Lohfeld’s “short” fermentation is 10- to 12-days, while the “long” fermentation is twice that duration. About a third of each ferment is spent in active fermentation, and the remaining 2/3rd is spent “resting.” Indeed, there are some similarities to Jamaican rum-making at play here. The final wash typically tests at around 7.5% ABV.
Again, the Belgian Beer and Brettanomyces strains aren’t used in the same fermentation batch. Each fermentation uses one or the other. Between the two strains and two fermentation lengths, there are four distinct molasses fermentation protocols, which we’ll return to later.
Cane Juice Ferment
In contrast to the four molasses ferments, Roulaison uses a single cane juice fermentation protocol that evolves over time. Generally speaking, it uses a mix of wild yeast strains endemic to the sugarcane varietals that Roulaison sources. Occasionally, a commercial strain pinch hits as necessary.
The typical cane juice fermentation is slightly shorter, between 8 and 10 days. However, the final wash is a relatively high 10% to 12% ABV.
Distillation & Aging
Roulaison uses a distillation setup that’s somewhat unusual in American craft rum distilleries. Rather than one or two mid-sized stills, it has five electric heated pot stills, each just 26 gallons. Each 90-gallon first distillation, i.e., the stripping run, uses four stills, with the remaining still available for the spirit runs.
Stripping runs yield an intermediate distillate at 30% to 35% ABV, while the final distillate after the spirit run is between 75% and 80% ABV. The saved-up tails from the spirit run are occasionally redistilled to make a batch of “Queen’s Share” rum.
Aging is in various cask sizes from five gallons up to a standard-sized bourbon barrel, with some sourced from Kings County Distillery.
Permutations and Combinations
Considering the different source materials, yeast strains, and distillations, Roulaison makes six regularly produced marks:
10-12 day Belgian beer yeast molasses ferment
10-12 day Brettanomyces yeast molasses ferment
20-24 day Belgian beer yeast molasses ferment
20-24 day Brettanomyces yeast molasses ferment
Wild yeast cane juice ferment
Queens Share
Roulaison Rum Lineup
Currently, Roulaison has three regularly available rums:
Traditional Pot Distilled: approximately a 50/50 mix of the 10- to 12-day fermented Belgian beer and Brettanomyces distillates.

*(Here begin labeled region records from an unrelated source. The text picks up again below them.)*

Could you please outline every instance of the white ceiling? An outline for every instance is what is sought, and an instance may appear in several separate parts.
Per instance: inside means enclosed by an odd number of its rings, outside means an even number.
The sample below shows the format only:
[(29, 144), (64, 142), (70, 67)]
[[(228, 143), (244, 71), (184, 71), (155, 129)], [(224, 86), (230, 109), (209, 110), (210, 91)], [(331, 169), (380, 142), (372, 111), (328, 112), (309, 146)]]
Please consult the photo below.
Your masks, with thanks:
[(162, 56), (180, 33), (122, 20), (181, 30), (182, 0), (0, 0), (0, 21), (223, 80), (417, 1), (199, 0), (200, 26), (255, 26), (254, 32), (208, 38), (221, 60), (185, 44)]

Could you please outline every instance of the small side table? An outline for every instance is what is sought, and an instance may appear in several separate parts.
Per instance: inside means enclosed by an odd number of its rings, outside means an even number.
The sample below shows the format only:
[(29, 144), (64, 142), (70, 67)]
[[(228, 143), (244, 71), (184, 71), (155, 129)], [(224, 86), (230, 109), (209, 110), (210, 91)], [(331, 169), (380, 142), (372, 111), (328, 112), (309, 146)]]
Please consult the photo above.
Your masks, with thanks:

Overproof: a blend of the longer duration Belgian beer and Brettanomyces distillates favoring the Belgian beer, plus a bit of Queen’s Share distillate.
Barrel Aged Reserve: aged in a variety of casks of different sizes and prior uses, e.g., bourbon, rye, brandy, single malt, etc. Each bottle comes from a single final barrel and is labeled with that barrel’s number.
Also of interest is a bottled-in-bond rum, aged for over 5 years and only available at the distillery.